Learn more about upgrading to WSO2 IS 6.1.0 for details.

Beta features

  • React-based console application

    Includes developer and administrator views to manage and maintain the features offered by WSO2 Identity Server. This is an ongoing effort to improve the user experience with the product.

    To try out the React-based console, start WSO2 Identity Server, and access the following URL: https://localhost:9443/console.

  • Tenant-qualified URLs

    Provides the option of switching to tenant-qualified endpoints, which consistently qualifies every URL/endpoint of WSO2 Identity Server with the tenant in a path parameter. This improves flexibility for tenant-wise sharding and branding compared to previous releases.

  • Managing CORS configurations tenant-wise

    The CORS configurations can be made at the application level and enforced at the tenant level.

Removed features

The following features are removed from WSO2 IS 6.0.0 onwards.

  • H2 Console
  • Embedded LDAP user store
  • Carbon metrics
  • Yahoo authenticator
  • reCAPTCHA v2 "I'm not a robot" checkbox

Deprecated features

The following capabilities are deprecated from WSO2 IS 6.0.0 onwards, which means they will be removed in a future release.

  • SCIM 1 inbound provisioning

    Recommendation: Use SCIM 2.0 inbound provisioning

  • SCIM 1 outbound provisioning

    Recommendation: Use SCIM 2.0 outbound provisioning


    Recommendation: Use REST-based APIs

  • Legacy DCR endpoint implementation (/identity/register)

    Recommendation: Use /identity/oauth2/dcr/v1.1

The following capabilities are deprecated from WSO2 IS 6.1.0 onwards, which means they will be removed in a future release.

  • On-prem WSO2 Identity Server Analytics solution (based on WSO2 Streaming Processor)

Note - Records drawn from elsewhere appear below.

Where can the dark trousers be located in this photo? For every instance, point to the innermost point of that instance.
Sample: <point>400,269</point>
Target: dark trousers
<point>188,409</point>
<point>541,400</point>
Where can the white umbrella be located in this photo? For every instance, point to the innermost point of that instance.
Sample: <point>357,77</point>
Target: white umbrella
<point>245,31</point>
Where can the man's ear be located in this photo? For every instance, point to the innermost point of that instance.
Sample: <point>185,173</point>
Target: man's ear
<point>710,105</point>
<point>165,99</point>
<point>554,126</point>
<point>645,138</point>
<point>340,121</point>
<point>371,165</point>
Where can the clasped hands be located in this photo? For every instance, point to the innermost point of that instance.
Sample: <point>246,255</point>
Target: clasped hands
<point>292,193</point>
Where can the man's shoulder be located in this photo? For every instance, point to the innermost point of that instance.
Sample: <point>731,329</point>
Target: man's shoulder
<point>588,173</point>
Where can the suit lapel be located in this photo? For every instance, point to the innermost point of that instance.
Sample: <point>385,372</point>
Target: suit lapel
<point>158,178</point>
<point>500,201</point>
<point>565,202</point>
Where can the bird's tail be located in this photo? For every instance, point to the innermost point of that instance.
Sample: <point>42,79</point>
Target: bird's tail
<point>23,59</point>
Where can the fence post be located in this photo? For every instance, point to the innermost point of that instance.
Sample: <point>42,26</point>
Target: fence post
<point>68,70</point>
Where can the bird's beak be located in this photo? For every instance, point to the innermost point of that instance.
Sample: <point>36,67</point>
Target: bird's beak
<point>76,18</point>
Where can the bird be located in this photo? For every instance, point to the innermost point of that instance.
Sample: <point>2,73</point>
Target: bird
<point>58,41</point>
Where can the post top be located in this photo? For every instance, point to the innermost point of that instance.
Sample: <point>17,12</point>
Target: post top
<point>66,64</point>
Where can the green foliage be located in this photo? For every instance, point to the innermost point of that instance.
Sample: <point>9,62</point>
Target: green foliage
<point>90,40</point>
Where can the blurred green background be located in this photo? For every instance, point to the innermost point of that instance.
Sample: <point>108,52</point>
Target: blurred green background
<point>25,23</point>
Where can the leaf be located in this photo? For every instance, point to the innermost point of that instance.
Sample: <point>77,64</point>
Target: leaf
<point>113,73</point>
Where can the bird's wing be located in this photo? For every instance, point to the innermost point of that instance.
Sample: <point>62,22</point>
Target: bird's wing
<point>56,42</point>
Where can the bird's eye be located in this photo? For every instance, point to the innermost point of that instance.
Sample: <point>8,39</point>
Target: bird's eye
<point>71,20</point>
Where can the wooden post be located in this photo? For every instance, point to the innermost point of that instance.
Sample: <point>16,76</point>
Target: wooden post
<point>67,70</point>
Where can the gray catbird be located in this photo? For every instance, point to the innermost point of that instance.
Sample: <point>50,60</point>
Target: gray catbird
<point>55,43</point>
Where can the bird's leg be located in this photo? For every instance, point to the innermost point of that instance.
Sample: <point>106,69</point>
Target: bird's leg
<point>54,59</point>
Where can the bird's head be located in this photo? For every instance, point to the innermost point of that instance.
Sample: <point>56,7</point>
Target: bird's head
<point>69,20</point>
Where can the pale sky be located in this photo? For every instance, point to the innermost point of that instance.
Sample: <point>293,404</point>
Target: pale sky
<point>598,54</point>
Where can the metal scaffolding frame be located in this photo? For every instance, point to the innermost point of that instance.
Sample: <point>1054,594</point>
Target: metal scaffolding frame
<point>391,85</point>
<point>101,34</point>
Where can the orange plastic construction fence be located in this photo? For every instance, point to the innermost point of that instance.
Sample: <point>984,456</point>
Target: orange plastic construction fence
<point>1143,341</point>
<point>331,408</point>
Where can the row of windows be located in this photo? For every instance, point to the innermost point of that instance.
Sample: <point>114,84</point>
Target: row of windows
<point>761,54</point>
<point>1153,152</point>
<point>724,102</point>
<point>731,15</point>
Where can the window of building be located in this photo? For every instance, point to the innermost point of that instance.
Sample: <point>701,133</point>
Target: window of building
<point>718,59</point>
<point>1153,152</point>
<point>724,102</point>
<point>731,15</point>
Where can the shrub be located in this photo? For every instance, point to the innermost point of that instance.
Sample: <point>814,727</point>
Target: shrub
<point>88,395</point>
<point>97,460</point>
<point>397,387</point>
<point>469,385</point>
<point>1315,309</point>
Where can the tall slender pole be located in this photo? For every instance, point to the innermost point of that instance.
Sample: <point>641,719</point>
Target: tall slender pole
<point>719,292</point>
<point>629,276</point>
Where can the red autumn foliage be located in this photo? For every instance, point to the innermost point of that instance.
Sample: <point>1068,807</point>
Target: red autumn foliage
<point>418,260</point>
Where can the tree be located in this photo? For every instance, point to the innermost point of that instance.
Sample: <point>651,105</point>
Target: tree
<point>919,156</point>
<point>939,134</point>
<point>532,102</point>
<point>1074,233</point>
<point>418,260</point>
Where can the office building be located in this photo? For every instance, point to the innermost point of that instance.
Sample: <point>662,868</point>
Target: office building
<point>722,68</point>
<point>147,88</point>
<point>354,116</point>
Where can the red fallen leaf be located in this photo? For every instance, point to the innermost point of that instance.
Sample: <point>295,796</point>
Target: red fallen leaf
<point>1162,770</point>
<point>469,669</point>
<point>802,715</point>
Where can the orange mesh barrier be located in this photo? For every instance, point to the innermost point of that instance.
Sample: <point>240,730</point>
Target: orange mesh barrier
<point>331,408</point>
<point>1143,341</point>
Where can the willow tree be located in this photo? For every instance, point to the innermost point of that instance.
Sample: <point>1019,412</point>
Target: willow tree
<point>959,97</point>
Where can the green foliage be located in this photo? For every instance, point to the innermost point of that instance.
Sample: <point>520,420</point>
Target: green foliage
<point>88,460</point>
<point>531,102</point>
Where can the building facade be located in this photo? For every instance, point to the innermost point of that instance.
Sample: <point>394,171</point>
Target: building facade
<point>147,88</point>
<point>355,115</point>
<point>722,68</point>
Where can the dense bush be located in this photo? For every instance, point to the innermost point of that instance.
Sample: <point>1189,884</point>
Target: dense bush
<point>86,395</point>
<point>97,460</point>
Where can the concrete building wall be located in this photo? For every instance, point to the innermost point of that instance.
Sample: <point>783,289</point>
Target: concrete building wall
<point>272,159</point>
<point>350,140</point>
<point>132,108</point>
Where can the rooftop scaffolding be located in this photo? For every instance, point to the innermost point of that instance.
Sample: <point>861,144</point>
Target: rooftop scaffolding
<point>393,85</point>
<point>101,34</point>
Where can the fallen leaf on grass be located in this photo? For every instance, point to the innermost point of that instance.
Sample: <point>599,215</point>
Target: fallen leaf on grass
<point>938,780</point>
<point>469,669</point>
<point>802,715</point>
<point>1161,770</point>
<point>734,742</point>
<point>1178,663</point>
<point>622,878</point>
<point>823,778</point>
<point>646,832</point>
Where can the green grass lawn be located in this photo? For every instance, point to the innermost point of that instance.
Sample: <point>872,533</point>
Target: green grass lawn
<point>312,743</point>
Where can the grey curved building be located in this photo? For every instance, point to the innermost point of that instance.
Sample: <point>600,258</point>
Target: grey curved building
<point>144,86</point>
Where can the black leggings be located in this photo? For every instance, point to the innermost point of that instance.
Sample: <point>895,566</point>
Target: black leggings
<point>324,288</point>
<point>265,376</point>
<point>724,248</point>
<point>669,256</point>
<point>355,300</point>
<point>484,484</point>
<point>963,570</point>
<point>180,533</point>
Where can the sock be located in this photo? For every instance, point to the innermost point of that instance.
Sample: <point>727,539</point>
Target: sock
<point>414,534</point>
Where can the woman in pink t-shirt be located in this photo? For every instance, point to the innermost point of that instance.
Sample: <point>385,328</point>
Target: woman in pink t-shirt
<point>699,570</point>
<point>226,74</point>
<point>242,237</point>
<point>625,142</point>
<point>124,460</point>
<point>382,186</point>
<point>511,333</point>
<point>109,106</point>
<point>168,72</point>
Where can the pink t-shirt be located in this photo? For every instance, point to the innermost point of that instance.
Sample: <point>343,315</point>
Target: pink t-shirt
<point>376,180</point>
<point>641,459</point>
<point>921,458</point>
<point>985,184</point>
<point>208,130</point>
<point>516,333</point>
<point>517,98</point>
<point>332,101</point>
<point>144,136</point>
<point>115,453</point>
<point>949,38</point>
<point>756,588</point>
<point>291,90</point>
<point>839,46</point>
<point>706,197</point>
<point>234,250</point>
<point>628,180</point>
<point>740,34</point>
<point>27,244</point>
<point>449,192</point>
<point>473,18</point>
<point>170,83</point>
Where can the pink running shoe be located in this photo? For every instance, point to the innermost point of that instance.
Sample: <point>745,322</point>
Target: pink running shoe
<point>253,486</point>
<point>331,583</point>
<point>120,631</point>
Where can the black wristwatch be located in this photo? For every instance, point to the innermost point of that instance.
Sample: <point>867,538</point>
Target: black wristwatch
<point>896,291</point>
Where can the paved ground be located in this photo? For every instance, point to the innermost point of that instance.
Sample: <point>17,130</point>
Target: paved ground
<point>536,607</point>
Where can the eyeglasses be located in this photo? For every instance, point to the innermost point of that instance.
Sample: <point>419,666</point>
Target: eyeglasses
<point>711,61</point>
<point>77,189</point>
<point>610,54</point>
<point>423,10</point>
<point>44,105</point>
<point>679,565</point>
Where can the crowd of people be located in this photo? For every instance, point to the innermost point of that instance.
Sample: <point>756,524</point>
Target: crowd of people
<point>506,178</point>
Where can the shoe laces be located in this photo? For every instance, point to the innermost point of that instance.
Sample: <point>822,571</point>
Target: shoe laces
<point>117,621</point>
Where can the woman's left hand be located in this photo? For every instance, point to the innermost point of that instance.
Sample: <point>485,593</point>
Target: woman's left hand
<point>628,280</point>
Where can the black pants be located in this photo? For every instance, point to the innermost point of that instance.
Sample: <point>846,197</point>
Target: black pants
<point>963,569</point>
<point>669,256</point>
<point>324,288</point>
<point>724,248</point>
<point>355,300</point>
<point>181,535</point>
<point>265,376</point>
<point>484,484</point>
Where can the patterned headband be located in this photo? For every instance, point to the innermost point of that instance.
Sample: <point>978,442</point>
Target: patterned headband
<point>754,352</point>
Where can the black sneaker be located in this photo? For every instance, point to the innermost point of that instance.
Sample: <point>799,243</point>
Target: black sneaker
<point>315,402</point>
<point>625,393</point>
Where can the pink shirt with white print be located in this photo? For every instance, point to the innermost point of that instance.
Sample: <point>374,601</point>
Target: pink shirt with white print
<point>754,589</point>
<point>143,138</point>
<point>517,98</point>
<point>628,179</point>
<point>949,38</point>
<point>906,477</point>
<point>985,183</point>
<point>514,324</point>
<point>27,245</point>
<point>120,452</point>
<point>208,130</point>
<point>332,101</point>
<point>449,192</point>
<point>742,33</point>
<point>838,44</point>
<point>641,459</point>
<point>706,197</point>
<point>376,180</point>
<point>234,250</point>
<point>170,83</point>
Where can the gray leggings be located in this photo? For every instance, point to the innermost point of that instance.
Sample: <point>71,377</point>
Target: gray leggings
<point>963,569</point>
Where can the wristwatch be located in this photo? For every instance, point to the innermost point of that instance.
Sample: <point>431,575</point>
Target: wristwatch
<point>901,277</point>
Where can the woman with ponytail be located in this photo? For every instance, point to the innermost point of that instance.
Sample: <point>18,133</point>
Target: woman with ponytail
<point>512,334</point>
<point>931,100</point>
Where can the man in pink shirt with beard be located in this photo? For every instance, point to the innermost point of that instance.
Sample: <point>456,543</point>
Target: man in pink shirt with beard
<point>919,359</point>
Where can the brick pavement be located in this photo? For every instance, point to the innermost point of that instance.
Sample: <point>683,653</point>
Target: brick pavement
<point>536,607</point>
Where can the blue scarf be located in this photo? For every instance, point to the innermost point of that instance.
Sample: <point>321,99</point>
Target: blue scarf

    Recommendation: ELK-based analytics

Retired features

User-managed access (UMA) will no longer be available out-of-the-box from WSO2 IS 6.1.0 onwards. It will be available as a connector on demand. Learn more.


The Workflow engine available out-of-the-box in WSO2 Identity Server will be made available as a connector in the next release. This connector will be available on demand.

Fixed issues

See the complete list of issues fixed in the latest WSO2 IS 6.1.0 release:

Known issues

For a complete list of open issues related to the WSO2 Identity Server runtime, see WSO2 IS Runtime - Open Issues.